Gently challenge them from time to time with clear arguments e.g. tell them why 2 weekly appointments stops you moving ahead in your life, why you don’t need regular monitoring (on a stable dose for a long time, clear urines) and suggest trying 3 weekly appointments for 3 months to see if it works for you both. Go for small changes made gradually but bring it up every time you see them.
Making a complaint
If all that doesn’t work, go next level and make a formal complaint.
It helps if you can show how you have tried to fix things in an informal way, so if you have tried to talk things through with your prescriber or service, know that all that work wasn’t for nothing.
It’s not always possible to talk it through first, because the discrimination and power imbalance are just too great. Sometimes you need to go straight to the protection of a formal process.
You can’t be thrown off the program for making a formal complaint.
Complaining to the service
Your first step in the formal process is to complain directly to the organisation your prescriber works for. Unless your prescriber is in business for themselves, you can make a complaint to your prescriber’s service. If it is a public health clinic, you can go through the Local Health District to the senior doctor or manager. For a private clinic, try the owner or manager. Doctors in private practice may have a senior doctor or practice partner above them or a practice manager that co-ordinates the practice.
Here are some tips:
Find out what the complaint process is at the service – every service will have one.
It is always better to make a formal complaint in writing. Not only is it taken more seriously, no-one can add in words you don’t mean or take something the wrong way. Get someone to check it for sense and typos. If you don’t have anyone to help, call NUAA and we can find you a peer mentor to help you.
Be calm and courteous in your written complaint and in all dealings with the service.
Keep a diary so you have a record of events when you go to make your complaint.
Give specific examples of where you feel your rights have been overlooked in terms of the “Australian Charter of Healthcare Rights” and/or the OTP guidelines.
Include dates, incidents and circumstances.
Be clear about what you want changed, e.g. you can ask for certain decisions to be reconsidered (e.g. the number of takeaways you are allowed) or that the doctor or other staff be given stigma and discrimination training (NUAA provides great courses).
As part of a service’s complaints process, they will have to get back to you within a certain number of days. If they haven’t, send them a polite reminder.

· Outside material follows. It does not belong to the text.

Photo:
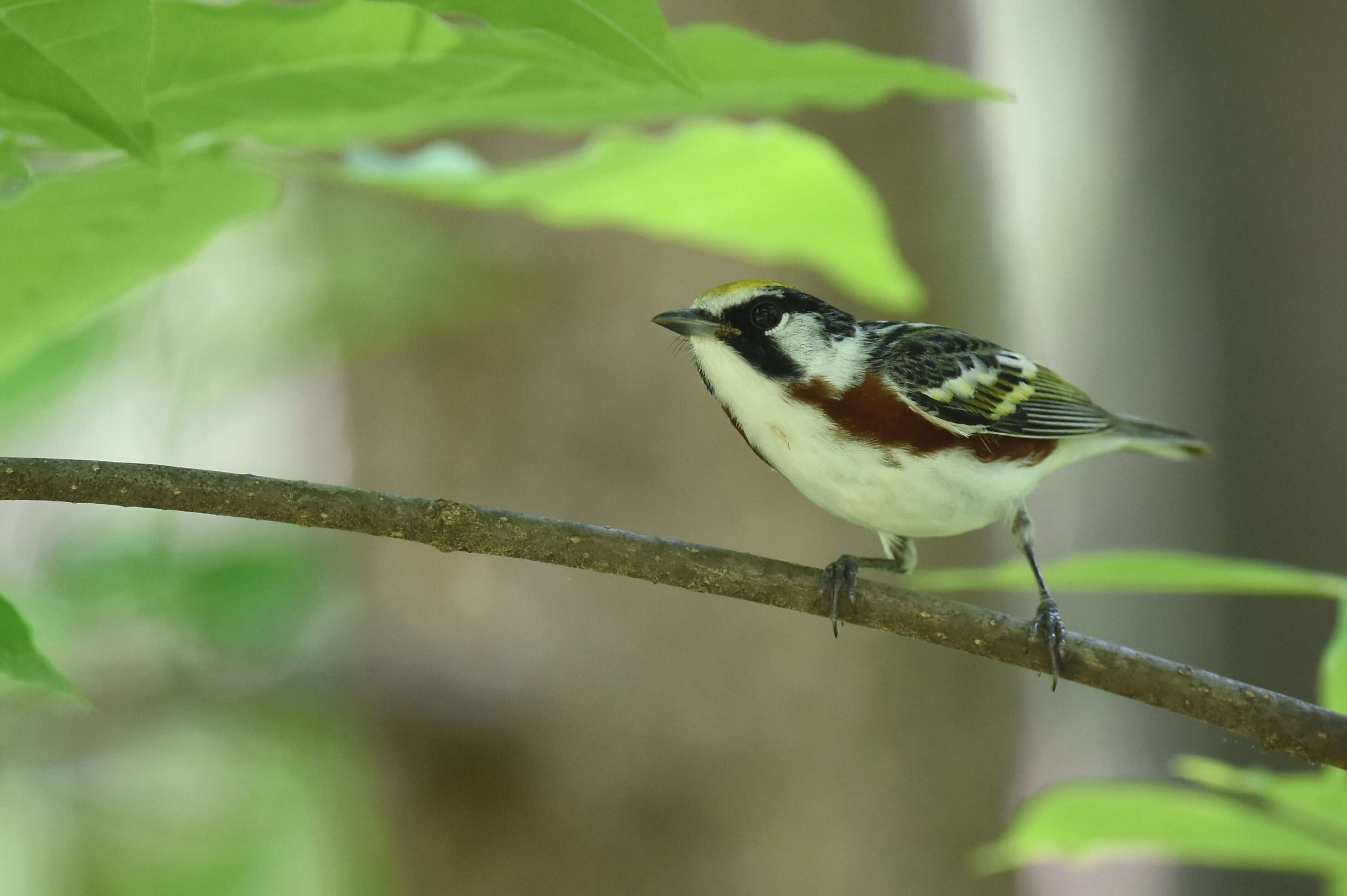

Making a complaint through the Health Care Complaints Commission (HCCC)
If you didn’t get a reasonable response when you complained to the service or if the care you received from your prescriber was particularly bad or harmful, you can file a formal complaint with the office of the NSW HCCC (1800 043 159 or www.hccc.nsw.gov.au).
The HCCC gives you a voice and provides some protection against a service making things harder for you if you complain about them.
In general, you can complain to the HCCC about the professional conduct of a health practitioner and/or the clinical care and treatment provided by an individual or organisation. Note that they cannot make a health care provider treat you if they don’t want to or to change their fees.
You should talk to staff at the HCCC first as they can tell you how to lodge a complaint. There is a form to use and they will even help you write your complaint.